The data were processed by the cryoSPARC v4.4.0 software platform86. The dose-fractionated movies were subjected to beam-induced motion correction and dose weighting using patch motion correction, and the contrast transfer function (CTF) parameters were estimated using patch-based CTF estimation. From the 15,342 preprocessed micrographs, 2,521,444 particles were automatically picked by the template picker, using the references created by the blob picker and several rounds of 2D classification. The particles were subjected to several rounds of reference-free 2D classifications to create particle sets. The curated particles were aligned by non-uniform refinement using the E. coli ribosome map (EMD-22586) as the reference, followed by unsupervised 3D classification and a successive 2D classification to eliminate the ratcheted ribosomes and junk particles. The remaining particles were further classified by no-align focused 3D classification using the mask covering the P-site, A-site, and the binding sites of EF-Tu:tRNA and RF2, resulting in four classes with RF2-bound, A-tRNA-bound, EF-Tu:tRNA-bound, and empty ribosomes, respectively. The particles of the RF2-bound ribosome (71,980 particles) were subjected to CTF refinement (beam-tilt, trefoil, fourth-order aberrations, and per-particle defocus) and reference-based motion correction, followed by the final non-uniform refinement. The global resolution of the final map is 2.9 Å based on the gold-standard, applying the 0.143 criterion on the Fourier shell correlation (FSC) between the reconstructed half maps87.

Model building and refinement

The reported high-resolution model of the E. coli ribosome88 (PDB 7K00), including bound ligands and metal ions, was used as the starting model, while that of RF2 was from 6OUO. The models were docked into our map by rigid body fitting, followed by jiggle fitting89 and manual revision in Coot90. The PepNL peptide was built manually based on the density. Metal ions were revised and added based on the coordination pattern and the density, which is stronger in the map without sharpening due to their positive charge. Geometrical restraints of modified residues and ligands were calculated by Grade Web Server (http://grade.globalphasing.org). The final model was subjected to the refinement of energy minimization and atomic displacement parameters (ADP) estimation by Phenix.real_space_refine v1.2091 with Ramachandran and rotamer restraints, against the map with B-factor sharpening and local-resolution filtering by cryoSPARC. Metal-coordination restraints were generated by ReadySet implemented in PHENIX, and non-canonical covalent bond restraints for modified residues were manually prepared. The refined model was validated with MolProbity92 and EMRinger93 in the PHENIX package. The models used for the structure comparison are docked into our map by rigid body fitting. Model refinement statistics are listed in Supplementary Table 3. UCSF ChimeraX 1.694 was used to make the figures.
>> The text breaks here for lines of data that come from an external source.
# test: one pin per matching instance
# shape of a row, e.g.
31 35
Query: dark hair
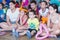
1 4
44 2
54 6
34 12
13 2
33 2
RNA secondary structure prediction in silico

The secondary structure of pepNL-pepN mRNA was predicted using the Vienna RNAfold WebServer74,75 with the following settings: Folding Constraints: no constraint; Fold algorithms and basic options: minimum free energy and partition function; Dangling end options: dangling energies on both sides of a helix in any case; Energy Parameters: RNA parameters (Turner model, 2004); Temperature: 37 °C; Salt concentration: 1.021 M NaCl; Modified Bases: no modification; SHAPE reactivity data: no designation.

Reporting summary

Further information on research design is available in the Nature Portfolio Reporting Summary linked to this article.